Stefan Zweig: Schachnovelle

Op een schip van New York naar naar Buenos Aires leert de verteller in Schachnovelle, een literair kleinood van Stefan Zweig, de zonderlinge schaakgrootmeester Mirko Czentovic kennen. Al is kennen leren misschien wat sterk uitgedrukt, want Czentovic communiceert nauwelijks. Wel gaat de grootmeester in op het verzoek van een Amerikaan om tegen betaling een partij te spelen tegen de verzamelde belangstellenden.
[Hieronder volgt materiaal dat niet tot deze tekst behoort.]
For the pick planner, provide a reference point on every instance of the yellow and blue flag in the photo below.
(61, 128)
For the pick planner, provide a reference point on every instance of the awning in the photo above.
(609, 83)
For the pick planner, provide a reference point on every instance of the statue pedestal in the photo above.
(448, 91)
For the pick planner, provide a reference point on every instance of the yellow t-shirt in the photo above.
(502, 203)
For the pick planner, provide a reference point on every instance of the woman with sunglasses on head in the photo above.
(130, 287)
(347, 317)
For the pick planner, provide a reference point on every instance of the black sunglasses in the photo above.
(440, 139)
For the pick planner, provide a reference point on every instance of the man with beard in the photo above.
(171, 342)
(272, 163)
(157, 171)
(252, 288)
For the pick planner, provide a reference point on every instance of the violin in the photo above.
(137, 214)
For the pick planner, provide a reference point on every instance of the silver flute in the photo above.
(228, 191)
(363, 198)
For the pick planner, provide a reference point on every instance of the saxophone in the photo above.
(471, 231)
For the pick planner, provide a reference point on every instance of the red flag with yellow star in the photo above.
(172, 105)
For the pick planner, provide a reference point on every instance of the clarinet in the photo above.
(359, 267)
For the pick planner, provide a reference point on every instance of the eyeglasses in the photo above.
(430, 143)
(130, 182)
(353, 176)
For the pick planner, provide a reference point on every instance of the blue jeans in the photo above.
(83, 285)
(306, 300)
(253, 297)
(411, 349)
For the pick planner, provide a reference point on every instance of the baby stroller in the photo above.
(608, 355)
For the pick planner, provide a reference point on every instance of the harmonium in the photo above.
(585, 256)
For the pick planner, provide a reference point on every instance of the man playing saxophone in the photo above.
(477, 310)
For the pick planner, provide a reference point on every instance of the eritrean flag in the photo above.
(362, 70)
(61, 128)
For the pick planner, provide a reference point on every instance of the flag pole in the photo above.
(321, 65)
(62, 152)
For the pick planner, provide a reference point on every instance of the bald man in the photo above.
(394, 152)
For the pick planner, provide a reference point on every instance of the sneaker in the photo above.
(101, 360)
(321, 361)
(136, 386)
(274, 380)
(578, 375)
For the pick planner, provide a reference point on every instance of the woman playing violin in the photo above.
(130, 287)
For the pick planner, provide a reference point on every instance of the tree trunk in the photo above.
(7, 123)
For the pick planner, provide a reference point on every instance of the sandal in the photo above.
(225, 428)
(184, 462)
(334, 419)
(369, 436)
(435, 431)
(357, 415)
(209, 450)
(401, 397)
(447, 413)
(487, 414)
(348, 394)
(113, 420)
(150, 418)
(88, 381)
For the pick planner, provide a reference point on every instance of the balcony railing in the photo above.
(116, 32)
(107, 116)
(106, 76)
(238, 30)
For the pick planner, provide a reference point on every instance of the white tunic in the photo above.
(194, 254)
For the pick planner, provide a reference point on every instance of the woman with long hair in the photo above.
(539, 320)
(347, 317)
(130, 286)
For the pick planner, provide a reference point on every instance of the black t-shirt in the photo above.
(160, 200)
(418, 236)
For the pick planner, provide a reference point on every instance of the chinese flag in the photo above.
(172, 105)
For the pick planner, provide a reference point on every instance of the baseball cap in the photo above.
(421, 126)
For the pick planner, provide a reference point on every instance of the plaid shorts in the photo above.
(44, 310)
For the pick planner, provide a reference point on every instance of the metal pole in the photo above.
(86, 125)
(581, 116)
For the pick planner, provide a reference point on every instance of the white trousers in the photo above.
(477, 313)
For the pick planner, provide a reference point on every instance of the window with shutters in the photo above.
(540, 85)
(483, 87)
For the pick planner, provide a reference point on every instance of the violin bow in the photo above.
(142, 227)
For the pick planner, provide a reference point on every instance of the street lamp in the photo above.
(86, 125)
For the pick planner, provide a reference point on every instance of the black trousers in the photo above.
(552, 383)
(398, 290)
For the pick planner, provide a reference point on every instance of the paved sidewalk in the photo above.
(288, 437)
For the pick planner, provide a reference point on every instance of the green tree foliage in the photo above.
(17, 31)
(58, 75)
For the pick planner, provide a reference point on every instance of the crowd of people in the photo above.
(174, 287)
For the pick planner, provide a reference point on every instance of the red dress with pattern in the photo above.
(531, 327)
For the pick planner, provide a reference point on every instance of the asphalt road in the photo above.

Ze verliezen uiteraard smadelijk, maar tijdens de revanche fluistert een onbekende man de Amerikaan een paar zetten in die tot remise leiden. Daarna treedt de onbekende, dr B., aan tegen de grootmeester en wint.

De kern van Schachnovelle is niet de partij aan boord, maar de levensverhalen van Czentovic en dr. B., twee totaal verschillende mensen, een eenvoudige boerenjongen die talent voor schaken blijkt te hebben en zijn leven eraan wijdt, versus de adellijke jurist die in eenzame opsluiting een schaakboek gebruikt om geestelijk gezond te blijven tussen de Gestapoverhoren door.

De Oostenrijker Zweig schreef de novelle in ballingschap in Brazilië. Het verscheen in 1942, het jaar van zijn zelfgekozen dood. Schachnovelle gaat over het overwinnen van tegenslagen, iets wat Zweig zelf niet kon opbrengen. Vooral het verhaal van dr B. is beklemmend.